Columnists

Dewey, Cheatem & Howe

Item: The CEO of Volkswagen has resigned after revelations that his company committed fraud on an epic scale, installing software on its diesel cars that detected when their emissions were being tested, and produced deceptively low results.

Item: The former president of a peanut company has been sentenced to 28 years in prison for knowingly shipping tainted products that later killed nine people and sickened 700.

Item: Rights to a drug used to treat parasitic infections were acquired by Turing Pharmaceuticals, which specializes not in developing new drugs but in buying existing drugs and jacking up their prices.
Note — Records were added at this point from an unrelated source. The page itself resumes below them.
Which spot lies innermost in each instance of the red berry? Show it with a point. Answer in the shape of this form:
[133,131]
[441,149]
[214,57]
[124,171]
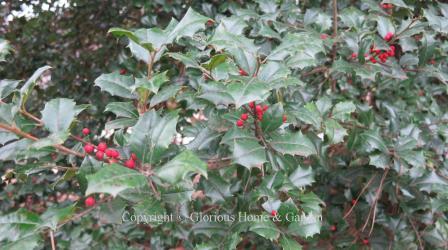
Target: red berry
[240,123]
[130,164]
[115,154]
[99,155]
[88,148]
[243,73]
[102,146]
[85,131]
[90,201]
[109,153]
[133,156]
[388,36]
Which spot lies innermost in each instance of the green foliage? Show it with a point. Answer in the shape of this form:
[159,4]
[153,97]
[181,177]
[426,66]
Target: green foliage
[338,150]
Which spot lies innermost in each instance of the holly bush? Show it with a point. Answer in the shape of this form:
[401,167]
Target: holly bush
[274,125]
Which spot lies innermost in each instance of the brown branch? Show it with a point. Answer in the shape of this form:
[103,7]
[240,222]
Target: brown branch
[21,133]
[372,211]
[420,242]
[53,244]
[359,196]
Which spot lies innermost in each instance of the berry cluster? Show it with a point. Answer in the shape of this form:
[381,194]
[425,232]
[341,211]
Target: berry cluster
[243,72]
[112,154]
[382,55]
[257,111]
[387,6]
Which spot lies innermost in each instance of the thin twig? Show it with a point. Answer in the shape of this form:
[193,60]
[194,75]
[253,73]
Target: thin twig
[420,242]
[372,211]
[53,243]
[359,196]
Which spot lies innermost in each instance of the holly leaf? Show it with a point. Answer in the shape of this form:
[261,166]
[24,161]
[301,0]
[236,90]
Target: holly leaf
[248,153]
[302,177]
[334,131]
[180,166]
[152,134]
[116,84]
[113,179]
[122,109]
[266,229]
[293,143]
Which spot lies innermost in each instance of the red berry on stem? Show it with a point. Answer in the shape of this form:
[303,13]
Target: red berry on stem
[85,131]
[90,201]
[133,156]
[130,164]
[239,123]
[243,73]
[109,153]
[99,155]
[102,146]
[252,105]
[88,148]
[115,154]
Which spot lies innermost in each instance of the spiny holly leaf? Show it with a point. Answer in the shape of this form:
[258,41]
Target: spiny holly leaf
[302,177]
[58,114]
[182,165]
[379,160]
[116,84]
[266,229]
[191,23]
[310,115]
[122,109]
[248,153]
[7,87]
[310,203]
[113,179]
[307,226]
[342,110]
[152,134]
[293,143]
[7,113]
[289,244]
[334,131]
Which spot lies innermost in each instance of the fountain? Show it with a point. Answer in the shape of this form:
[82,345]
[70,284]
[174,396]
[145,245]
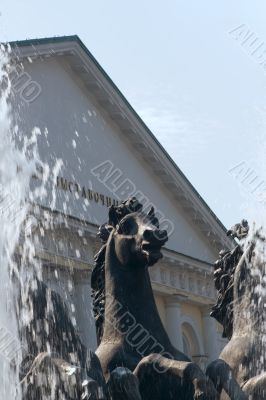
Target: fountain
[42,354]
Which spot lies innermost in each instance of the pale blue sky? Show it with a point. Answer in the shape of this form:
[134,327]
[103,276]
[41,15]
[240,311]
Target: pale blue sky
[199,90]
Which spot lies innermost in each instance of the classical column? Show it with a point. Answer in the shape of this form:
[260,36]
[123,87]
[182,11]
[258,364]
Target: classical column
[210,335]
[173,321]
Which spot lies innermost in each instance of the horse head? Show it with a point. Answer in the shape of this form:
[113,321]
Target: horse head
[136,236]
[132,241]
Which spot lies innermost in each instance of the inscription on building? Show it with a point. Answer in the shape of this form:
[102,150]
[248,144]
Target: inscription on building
[85,193]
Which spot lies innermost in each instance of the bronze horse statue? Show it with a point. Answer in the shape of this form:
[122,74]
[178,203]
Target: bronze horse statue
[129,329]
[240,278]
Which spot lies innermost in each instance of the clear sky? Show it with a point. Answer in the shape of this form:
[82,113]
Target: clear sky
[200,88]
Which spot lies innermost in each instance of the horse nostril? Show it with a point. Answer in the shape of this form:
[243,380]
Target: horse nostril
[162,235]
[148,234]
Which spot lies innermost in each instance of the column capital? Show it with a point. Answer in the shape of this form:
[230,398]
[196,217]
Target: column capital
[175,300]
[206,310]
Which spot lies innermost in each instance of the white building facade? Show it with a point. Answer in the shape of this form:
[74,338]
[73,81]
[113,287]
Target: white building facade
[107,153]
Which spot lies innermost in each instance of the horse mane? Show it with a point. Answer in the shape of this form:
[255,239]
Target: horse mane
[116,214]
[233,281]
[223,310]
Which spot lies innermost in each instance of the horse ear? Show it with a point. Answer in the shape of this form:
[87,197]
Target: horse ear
[151,212]
[113,219]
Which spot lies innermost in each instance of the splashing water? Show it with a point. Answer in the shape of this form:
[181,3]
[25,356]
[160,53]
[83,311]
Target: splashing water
[17,166]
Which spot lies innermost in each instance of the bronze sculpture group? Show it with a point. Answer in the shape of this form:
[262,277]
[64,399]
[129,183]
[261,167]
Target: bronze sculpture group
[135,359]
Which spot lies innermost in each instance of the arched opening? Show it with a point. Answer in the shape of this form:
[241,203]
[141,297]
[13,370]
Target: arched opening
[191,346]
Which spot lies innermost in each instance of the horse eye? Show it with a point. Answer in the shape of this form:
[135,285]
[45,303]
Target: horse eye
[128,227]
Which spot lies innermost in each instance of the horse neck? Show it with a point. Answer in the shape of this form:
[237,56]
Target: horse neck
[128,291]
[246,309]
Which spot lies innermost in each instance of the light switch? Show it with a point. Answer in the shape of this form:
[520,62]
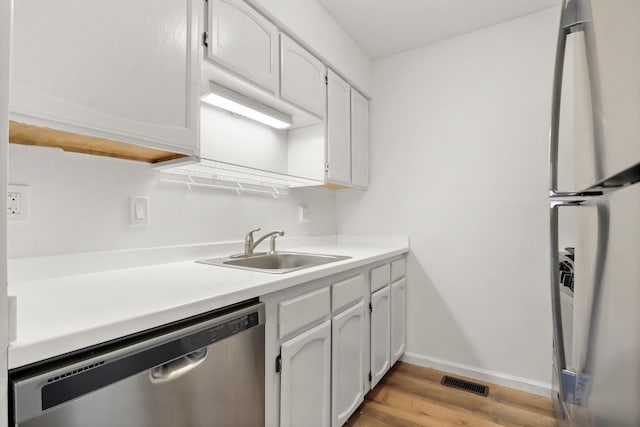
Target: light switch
[303,214]
[139,211]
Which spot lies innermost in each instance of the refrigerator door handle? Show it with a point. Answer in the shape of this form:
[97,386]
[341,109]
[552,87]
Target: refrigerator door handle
[570,18]
[567,382]
[575,386]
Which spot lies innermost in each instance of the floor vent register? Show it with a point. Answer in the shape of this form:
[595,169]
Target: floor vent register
[461,384]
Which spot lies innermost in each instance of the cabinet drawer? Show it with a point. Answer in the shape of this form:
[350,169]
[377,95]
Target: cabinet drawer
[380,277]
[398,269]
[347,292]
[304,310]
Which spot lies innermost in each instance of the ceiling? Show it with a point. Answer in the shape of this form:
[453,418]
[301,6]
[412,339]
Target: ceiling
[385,27]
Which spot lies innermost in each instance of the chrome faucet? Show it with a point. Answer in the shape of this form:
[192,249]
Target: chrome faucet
[250,244]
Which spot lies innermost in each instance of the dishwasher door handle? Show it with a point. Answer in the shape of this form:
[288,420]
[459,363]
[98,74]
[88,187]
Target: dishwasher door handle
[174,369]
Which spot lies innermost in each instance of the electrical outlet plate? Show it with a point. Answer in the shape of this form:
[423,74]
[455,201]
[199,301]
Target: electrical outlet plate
[17,202]
[139,207]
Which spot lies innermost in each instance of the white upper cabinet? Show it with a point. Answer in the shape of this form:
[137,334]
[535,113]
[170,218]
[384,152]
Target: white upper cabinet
[359,140]
[305,391]
[338,130]
[242,40]
[348,337]
[302,80]
[118,70]
[398,319]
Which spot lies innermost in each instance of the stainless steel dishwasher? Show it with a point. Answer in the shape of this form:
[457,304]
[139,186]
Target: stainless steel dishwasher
[202,372]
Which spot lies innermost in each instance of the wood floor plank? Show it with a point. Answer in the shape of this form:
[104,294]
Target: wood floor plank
[410,395]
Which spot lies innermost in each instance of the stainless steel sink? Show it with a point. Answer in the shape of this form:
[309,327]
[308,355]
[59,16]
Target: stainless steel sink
[280,262]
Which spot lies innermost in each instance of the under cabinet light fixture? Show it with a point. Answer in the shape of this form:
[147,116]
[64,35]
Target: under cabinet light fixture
[230,100]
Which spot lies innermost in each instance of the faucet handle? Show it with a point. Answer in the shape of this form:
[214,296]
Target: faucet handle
[273,241]
[249,236]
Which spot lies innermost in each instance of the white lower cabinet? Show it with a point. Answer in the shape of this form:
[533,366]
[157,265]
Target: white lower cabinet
[333,340]
[380,334]
[305,382]
[398,319]
[348,351]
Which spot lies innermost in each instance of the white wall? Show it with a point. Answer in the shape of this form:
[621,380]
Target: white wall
[79,203]
[311,23]
[459,163]
[5,37]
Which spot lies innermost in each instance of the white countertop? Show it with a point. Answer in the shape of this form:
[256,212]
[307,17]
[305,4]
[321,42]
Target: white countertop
[64,313]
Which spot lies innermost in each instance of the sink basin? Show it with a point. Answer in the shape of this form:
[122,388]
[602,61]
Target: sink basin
[280,262]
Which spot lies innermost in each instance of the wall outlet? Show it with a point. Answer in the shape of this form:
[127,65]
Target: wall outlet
[17,202]
[139,211]
[303,214]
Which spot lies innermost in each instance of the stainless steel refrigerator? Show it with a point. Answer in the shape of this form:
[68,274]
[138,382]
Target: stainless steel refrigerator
[597,362]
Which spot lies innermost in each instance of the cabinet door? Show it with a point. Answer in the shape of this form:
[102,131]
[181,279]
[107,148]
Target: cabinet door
[338,130]
[359,140]
[244,41]
[348,359]
[302,80]
[380,334]
[118,70]
[398,319]
[305,390]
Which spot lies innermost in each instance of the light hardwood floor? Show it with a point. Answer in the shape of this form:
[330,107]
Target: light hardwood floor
[410,395]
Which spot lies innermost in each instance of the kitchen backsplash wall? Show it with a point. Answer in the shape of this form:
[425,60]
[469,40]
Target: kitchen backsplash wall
[459,162]
[80,203]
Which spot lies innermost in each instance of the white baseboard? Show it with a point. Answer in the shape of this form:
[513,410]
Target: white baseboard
[518,383]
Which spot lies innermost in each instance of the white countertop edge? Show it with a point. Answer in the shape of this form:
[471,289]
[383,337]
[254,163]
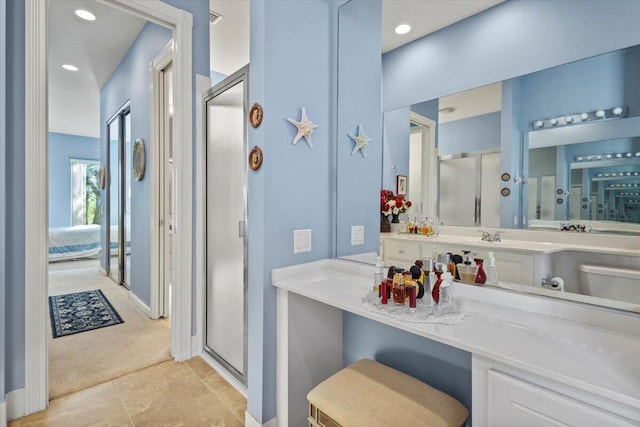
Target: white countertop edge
[287,278]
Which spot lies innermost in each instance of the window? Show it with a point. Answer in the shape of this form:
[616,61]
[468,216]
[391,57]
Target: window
[85,192]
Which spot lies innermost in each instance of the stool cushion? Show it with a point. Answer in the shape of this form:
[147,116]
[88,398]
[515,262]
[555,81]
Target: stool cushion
[368,393]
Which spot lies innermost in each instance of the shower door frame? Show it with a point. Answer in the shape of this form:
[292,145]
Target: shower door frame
[239,77]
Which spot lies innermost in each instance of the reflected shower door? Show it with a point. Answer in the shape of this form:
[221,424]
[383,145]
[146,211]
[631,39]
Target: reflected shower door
[226,264]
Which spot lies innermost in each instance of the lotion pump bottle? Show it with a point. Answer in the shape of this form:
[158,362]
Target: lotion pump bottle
[492,273]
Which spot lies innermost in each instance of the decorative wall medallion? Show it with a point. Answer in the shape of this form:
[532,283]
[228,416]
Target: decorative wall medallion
[305,128]
[255,115]
[361,141]
[103,178]
[138,159]
[255,158]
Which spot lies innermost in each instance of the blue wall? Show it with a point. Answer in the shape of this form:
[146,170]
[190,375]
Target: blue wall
[469,135]
[63,147]
[131,81]
[359,103]
[3,205]
[446,368]
[295,187]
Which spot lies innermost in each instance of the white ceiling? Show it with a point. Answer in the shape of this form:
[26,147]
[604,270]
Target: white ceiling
[229,37]
[96,48]
[425,16]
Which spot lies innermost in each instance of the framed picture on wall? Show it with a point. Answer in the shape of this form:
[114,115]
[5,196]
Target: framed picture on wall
[401,185]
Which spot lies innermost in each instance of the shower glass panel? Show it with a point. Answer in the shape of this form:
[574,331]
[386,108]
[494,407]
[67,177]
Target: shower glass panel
[458,180]
[225,224]
[114,200]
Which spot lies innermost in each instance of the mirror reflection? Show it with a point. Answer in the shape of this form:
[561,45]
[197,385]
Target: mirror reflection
[564,183]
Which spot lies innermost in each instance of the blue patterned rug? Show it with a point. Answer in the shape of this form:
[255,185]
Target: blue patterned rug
[80,312]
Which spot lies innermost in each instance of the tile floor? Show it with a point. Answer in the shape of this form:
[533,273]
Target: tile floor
[167,394]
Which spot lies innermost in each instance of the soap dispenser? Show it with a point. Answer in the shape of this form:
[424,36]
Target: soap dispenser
[481,276]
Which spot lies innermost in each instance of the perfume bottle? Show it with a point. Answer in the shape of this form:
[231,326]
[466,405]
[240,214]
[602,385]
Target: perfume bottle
[398,289]
[435,292]
[481,276]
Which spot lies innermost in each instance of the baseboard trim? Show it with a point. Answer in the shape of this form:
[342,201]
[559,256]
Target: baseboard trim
[249,421]
[3,414]
[224,374]
[140,304]
[15,404]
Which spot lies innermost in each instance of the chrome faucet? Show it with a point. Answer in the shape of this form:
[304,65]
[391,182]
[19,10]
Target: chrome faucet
[488,237]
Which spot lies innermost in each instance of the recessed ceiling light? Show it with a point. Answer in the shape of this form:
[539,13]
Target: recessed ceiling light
[403,29]
[86,15]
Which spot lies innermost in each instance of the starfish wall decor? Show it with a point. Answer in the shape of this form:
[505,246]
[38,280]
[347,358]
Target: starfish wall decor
[305,128]
[361,141]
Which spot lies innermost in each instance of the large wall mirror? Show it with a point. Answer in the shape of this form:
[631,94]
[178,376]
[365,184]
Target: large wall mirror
[565,178]
[559,128]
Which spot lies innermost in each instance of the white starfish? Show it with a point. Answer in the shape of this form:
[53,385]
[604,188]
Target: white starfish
[360,141]
[305,128]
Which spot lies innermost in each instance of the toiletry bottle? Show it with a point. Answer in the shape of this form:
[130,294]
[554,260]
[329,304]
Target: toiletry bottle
[432,281]
[399,290]
[379,274]
[492,273]
[435,292]
[411,293]
[445,303]
[481,276]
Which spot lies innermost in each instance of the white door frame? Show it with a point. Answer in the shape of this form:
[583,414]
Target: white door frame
[158,294]
[429,162]
[36,177]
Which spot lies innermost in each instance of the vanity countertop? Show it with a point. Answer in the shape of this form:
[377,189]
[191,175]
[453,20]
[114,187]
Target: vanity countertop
[519,330]
[532,242]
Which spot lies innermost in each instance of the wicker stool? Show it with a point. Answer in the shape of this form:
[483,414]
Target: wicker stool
[368,394]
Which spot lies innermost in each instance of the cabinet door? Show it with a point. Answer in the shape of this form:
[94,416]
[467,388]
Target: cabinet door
[514,402]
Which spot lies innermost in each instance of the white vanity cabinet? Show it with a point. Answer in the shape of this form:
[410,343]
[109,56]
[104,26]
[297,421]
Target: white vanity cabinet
[507,396]
[512,266]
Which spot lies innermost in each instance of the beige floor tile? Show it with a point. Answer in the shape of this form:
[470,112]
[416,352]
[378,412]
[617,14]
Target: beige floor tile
[200,367]
[96,406]
[171,394]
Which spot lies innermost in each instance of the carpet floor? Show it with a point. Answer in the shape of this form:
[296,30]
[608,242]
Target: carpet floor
[83,360]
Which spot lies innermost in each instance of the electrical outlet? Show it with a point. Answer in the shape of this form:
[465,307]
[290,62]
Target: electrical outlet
[357,235]
[301,241]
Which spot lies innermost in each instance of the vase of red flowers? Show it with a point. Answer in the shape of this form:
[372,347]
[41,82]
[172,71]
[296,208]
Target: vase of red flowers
[391,204]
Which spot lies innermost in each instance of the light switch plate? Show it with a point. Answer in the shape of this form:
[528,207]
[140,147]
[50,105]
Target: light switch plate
[301,241]
[357,235]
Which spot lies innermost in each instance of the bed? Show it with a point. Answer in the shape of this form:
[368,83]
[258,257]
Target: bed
[80,241]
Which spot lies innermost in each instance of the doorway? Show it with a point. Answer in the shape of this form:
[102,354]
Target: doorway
[225,337]
[36,112]
[119,165]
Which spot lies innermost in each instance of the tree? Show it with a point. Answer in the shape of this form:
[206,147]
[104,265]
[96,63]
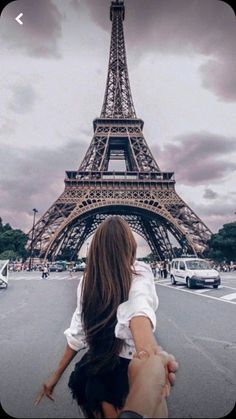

In this case, the price went from $13.50 a tablet to $750.

It has been a good few days for connoisseurs of business predators.

No doubt I, like anyone who points out ethical lapses on the part of some companies, will be accused of demonizing business. But I'm not claiming that all business people are demons, just that some of them aren't angels.

There are, it turns out, people in the corporate world who will do whatever it takes, including fraud that kills people, in order to make a buck. And we need effective regulation to police that kind of bad behavior, not least so that ethical business people aren't at a disadvantage when competing with less scrupulous types. But we knew that, right?

Well, we used to know it, thanks to the muckrakers and reformers of the Progressive Era. But Ronald Reagan insisted that government is always the problem, never the solution, and this has become dogma on the right.

As a result, an important part of America's political class has declared war on even the most obviously necessary regulations. Too many important players now argue in effect that business can do no wrong and that government has no role to play in limiting misbehavior.

A case in point: Last week Jeb Bush, who has an uncanny talent for bad timing, chose to publish an op-ed article in the Wall Street Journal denouncing the Obama administration for issuing "a flood of creativity-crushing and job-killing rules." Never mind his misuse of cherry-picked statistics or the fact that private-sector employment has grown much faster under President Barack Obama's "job killing" policies than it did under Bush's brother's administration.

What are the terrible, unjustified regulations Bush proposes to scrap?

Carbon regulation must go, of course, because doing nothing about climate change has become an essential part of the Republican identity. So must Obamacare.

But Bush also proposes doing away with rules regarding the disposal of coal ash, a byproduct of coal-burning power plants that contains mercury, arsenic and other contaminants that can cause serious health problems if they leak into groundwater or are blown into the air as dust. Does trying to limit these risks sound like an arbitrary, pointless action?

Then there's for-profit education, an industry wracked by fraud--because it's very hard for students to assess what they're getting--that leaves all too many young Americans with heavy debt burdens and no real prospect of better jobs. But Bush denounces attempts at a cleanup.

Oh, and he denounces the administration for "regulating the internet as a public utility," which can sound odd until you realize that what's actually being regulated are internet service providers, who face little or no competition in many local markets. Did I mention that in Europe, where internet providers are required to accommodate competition, broadband is much faster and much cheaper than it is here?

Last but not least, Jeb Bush calls for a rollback of financial regulation, repeating the thoroughly debunked claim that the Dodd-Frank law actually encourages banks to become too big to fail. (Markets disagree: Judging by their borrowing costs, big banks have lost, not gained, since Dodd-Frank went into effect.) Because why should we think that letting banks run wild poses any risks?

The thing is, Bush isn't wrong to suggest that there has been a move back toward more regulation under Obama, a move that will probably continue if a Democrat wins next year. After all, Hillary Clinton released a plan to limit drug prices at the same time Bush was unleashing his anti-regulation diatribe.

But the regulatory rebound is taking place for a reason. Maybe we had too much regulation in the 1970s, but we've now spent 35 years trusting business to do the right thing with minimal oversight--and it hasn't worked.

So what has been happening lately is an attempt to redress that imbalance, to replace knee-jerk opposition to regulation with the judicious use of regulation where there is good reason to believe that businesses might act in destructive ways. Will we see this effort continue? Next year's election will tell.

------------v------------

Paul Krugman, who won the 2008 Nobel Prize in economics, teaches at Princeton University.